I’m incredibly conscious of the image of myself that I’ve constructed in my dear readers’ eyes, and the last thing I would ever want is to tarnish that. But I’ve been mustering up the courage to write this specific column for a while now, and I realized it would be fitting for this column to appear in June — the one-year anniversary of the Supreme Court’s overturning Roe v. Wade.
And I’m sure since I’ve raised the subject, many of you will be able to guess the direction I’m going in.
Before I go any further, I want to say that if any of you who are reading this think you’re going to vehemently disagree with anything I’m about to say, just please hear me out. In the over two years that my ramblings have been gracing your papers, I don’t think I have led any of you astray, and I certainly don’t intend to let that be the case now.
When the announcement came last year on June 24, 2022, it marked a day that would go down in history for myriad reasons — the least significant of them being that it was also coincidentally my 23rd birthday. I still remember how my stomach dropped as I watched the news come in on my Twitter feed. As an early 20-something, I had already “survived” a global pandemic, and now the U.S. government was asserting its control over my reproductive organs. If that doesn’t scream birthday celebration, I don’t know what does.
But the unfortunate truth of the matter is it wasn’t the first time I’ve felt the painful reminder that my body isn’t entirely mine, and I highly doubt it will be the last. This was just the first instance that this country has reminded me.
The idea that my body isn’t entirely mine is something on which I’ve ruminated a lot in recent years. It might be a confusing concept for those of you who identify as able-bodied because of course my body is mine; it’s the one that I was born into, after all. But allow me to explain.
I had my first surgery when I was 2½ years old. I started watching my body get progressively weaker when I was 15, and it has been placed in the hands of more medical professionals and caregivers than I can even count. And as I’ve discussed in previous columns, with the degree of physical care that I require comes the necessary evil of trusting strangers with the safety of my physical well-being, which can be an emotionally damaging premise — to know that my caregivers have seen more of my body than I have.
But it also comes with an overwhelming loss of control over my life, over my own body. Because I have to tailor my schedule every day to accommodate the people around who are able to care for me, it can often feel as though those who care for me have more control over my body than I do. And that sense of control can be quickly manipulated.
It is a fact that people with disabilities are three times more likely to be physically abused or assaulted. According to a study done by the University of Michigan, it’s estimated that as many as 40% of women with disabilities experience sexual assault or physical violence in their lifetimes.
Because of this possibility, always looming, and the inherent level of vulnerability that comes with having caregivers, I made the conscious decision as a child to have only female caregivers.

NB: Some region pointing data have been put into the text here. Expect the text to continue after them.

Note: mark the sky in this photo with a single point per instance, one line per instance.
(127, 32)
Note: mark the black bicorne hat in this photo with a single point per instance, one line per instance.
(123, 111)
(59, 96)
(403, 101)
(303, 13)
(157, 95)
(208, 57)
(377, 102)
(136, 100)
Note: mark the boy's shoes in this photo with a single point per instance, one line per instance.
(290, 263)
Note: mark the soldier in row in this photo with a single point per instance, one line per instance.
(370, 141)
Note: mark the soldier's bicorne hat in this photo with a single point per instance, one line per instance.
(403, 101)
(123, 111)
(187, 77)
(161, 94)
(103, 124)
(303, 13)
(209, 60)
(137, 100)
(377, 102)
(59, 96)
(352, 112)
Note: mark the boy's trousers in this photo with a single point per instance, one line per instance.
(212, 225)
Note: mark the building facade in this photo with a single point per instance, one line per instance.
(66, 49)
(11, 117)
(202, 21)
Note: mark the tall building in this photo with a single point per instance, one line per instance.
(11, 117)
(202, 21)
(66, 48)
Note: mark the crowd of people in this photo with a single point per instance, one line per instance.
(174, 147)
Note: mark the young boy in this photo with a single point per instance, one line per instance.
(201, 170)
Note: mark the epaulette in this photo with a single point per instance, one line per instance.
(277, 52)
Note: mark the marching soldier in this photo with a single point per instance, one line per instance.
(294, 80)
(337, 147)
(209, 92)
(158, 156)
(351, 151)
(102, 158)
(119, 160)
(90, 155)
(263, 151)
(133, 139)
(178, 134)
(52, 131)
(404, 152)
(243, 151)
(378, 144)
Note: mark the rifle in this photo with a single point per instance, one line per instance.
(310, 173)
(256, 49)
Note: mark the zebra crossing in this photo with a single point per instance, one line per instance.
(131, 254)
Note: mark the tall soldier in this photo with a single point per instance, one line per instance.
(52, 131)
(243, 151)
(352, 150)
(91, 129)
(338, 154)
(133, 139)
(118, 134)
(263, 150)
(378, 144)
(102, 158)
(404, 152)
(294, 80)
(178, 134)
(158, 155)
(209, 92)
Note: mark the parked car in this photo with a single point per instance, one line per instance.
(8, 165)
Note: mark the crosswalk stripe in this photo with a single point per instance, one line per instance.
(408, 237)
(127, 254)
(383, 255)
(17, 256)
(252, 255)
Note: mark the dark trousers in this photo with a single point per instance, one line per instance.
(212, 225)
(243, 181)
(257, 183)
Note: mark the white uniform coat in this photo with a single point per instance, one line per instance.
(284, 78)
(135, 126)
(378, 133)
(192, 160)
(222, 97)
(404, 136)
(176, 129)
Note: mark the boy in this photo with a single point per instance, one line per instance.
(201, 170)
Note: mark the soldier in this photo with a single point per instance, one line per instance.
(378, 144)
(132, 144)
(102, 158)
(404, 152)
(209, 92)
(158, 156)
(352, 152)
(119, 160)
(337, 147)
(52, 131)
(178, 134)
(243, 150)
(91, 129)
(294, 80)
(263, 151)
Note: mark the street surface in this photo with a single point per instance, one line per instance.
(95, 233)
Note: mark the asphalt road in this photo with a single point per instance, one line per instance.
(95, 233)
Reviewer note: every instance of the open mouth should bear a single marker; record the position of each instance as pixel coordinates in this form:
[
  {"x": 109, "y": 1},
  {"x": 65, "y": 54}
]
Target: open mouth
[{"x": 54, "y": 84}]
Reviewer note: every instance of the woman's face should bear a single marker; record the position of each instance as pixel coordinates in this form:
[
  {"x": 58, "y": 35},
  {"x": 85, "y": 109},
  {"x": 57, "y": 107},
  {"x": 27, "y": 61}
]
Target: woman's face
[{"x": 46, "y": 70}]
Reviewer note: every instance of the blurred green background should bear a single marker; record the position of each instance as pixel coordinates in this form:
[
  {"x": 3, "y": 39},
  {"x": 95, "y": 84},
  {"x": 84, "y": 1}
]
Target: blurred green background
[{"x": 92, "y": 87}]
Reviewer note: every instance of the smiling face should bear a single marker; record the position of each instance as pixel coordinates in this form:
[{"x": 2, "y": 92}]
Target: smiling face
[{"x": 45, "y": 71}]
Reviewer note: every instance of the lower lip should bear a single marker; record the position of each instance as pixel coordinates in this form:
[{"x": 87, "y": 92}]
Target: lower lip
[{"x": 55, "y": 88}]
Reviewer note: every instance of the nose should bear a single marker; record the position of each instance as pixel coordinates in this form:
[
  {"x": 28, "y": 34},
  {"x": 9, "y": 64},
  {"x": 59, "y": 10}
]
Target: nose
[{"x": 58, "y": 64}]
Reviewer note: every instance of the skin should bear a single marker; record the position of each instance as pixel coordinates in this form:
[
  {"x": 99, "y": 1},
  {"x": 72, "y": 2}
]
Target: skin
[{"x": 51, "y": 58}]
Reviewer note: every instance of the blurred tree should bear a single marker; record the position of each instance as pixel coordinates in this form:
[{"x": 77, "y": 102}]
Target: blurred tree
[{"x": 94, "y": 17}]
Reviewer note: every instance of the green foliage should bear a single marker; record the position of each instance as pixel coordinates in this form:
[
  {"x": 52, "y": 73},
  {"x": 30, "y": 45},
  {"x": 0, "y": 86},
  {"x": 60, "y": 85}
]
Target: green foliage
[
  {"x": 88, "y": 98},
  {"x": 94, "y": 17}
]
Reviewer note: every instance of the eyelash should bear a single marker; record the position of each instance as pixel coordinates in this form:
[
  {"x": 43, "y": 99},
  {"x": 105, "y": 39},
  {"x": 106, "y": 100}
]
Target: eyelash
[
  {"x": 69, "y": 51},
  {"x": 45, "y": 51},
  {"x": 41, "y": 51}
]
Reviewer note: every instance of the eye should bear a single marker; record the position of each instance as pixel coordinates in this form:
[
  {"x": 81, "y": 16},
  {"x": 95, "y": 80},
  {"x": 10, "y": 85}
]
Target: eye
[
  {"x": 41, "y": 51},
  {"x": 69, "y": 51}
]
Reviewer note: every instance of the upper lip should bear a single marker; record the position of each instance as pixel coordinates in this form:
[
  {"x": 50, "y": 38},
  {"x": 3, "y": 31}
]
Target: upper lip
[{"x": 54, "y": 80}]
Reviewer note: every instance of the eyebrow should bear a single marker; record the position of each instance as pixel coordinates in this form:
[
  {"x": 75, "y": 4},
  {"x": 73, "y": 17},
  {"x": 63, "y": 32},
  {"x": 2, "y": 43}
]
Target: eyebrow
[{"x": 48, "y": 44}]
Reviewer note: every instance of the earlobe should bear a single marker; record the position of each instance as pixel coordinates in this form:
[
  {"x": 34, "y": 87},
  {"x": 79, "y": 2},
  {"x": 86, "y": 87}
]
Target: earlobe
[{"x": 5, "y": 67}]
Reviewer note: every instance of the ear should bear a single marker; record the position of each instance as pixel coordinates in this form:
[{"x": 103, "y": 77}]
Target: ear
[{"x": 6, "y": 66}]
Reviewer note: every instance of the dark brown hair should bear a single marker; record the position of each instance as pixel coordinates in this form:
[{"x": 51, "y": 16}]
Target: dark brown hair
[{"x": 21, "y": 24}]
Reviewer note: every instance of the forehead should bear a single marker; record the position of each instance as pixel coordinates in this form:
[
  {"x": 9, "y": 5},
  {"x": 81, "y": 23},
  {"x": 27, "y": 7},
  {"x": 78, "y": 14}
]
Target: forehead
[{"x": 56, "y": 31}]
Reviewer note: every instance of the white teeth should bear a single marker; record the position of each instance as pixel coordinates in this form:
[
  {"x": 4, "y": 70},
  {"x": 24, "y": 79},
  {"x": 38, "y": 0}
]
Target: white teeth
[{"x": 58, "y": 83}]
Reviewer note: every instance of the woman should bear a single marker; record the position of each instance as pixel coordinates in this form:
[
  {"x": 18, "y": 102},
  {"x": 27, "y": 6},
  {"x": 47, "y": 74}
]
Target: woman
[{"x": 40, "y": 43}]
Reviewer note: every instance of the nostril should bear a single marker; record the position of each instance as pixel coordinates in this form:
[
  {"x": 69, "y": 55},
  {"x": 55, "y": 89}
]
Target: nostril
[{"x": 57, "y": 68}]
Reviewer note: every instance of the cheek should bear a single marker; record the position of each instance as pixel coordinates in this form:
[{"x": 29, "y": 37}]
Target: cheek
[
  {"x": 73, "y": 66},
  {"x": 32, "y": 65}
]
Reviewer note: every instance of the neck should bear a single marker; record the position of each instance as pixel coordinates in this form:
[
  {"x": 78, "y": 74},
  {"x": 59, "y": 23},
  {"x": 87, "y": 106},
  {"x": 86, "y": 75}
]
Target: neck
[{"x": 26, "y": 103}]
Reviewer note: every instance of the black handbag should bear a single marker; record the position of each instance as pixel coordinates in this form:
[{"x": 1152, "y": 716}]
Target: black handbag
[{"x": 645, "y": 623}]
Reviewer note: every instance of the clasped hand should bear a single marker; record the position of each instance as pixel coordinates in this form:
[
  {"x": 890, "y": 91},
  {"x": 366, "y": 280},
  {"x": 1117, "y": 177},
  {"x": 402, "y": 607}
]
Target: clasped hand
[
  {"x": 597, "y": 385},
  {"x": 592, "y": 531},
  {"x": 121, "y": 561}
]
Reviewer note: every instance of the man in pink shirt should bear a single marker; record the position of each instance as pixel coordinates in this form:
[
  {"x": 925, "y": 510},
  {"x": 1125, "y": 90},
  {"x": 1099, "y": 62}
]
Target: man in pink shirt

It was a decision I had to make. Because the unfortunate truth of the matter is that many of these assaults do happen at the hands of caregivers.
Another factor affecting disabled women is that many have high-risk pregnancies because their bodies cannot handle all of the normal complications of pregnancy. For instance, if I were to be pregnant one day — of my own choosing — and experience morning sickness, there is a strong chance I could choke on my vomit and get pneumonia or worse. And if that were the case, I would be fortunate to live in a state in which I would have access to the lifesaving care I needed.
I’m sure in more conservative states, disabled women are facing pregnancy complications that inflict irrevocable damage onto them. And that idea just makes my blood boil because it is far from fair. Because it wasn’t their choice to be in this situation; it was a byproduct of a horrific violation that happened to them.
At the end of the day, no woman should be made to feel they don’t have a choice or control over their own body. No woman should be played as a pawn in someone else’s game.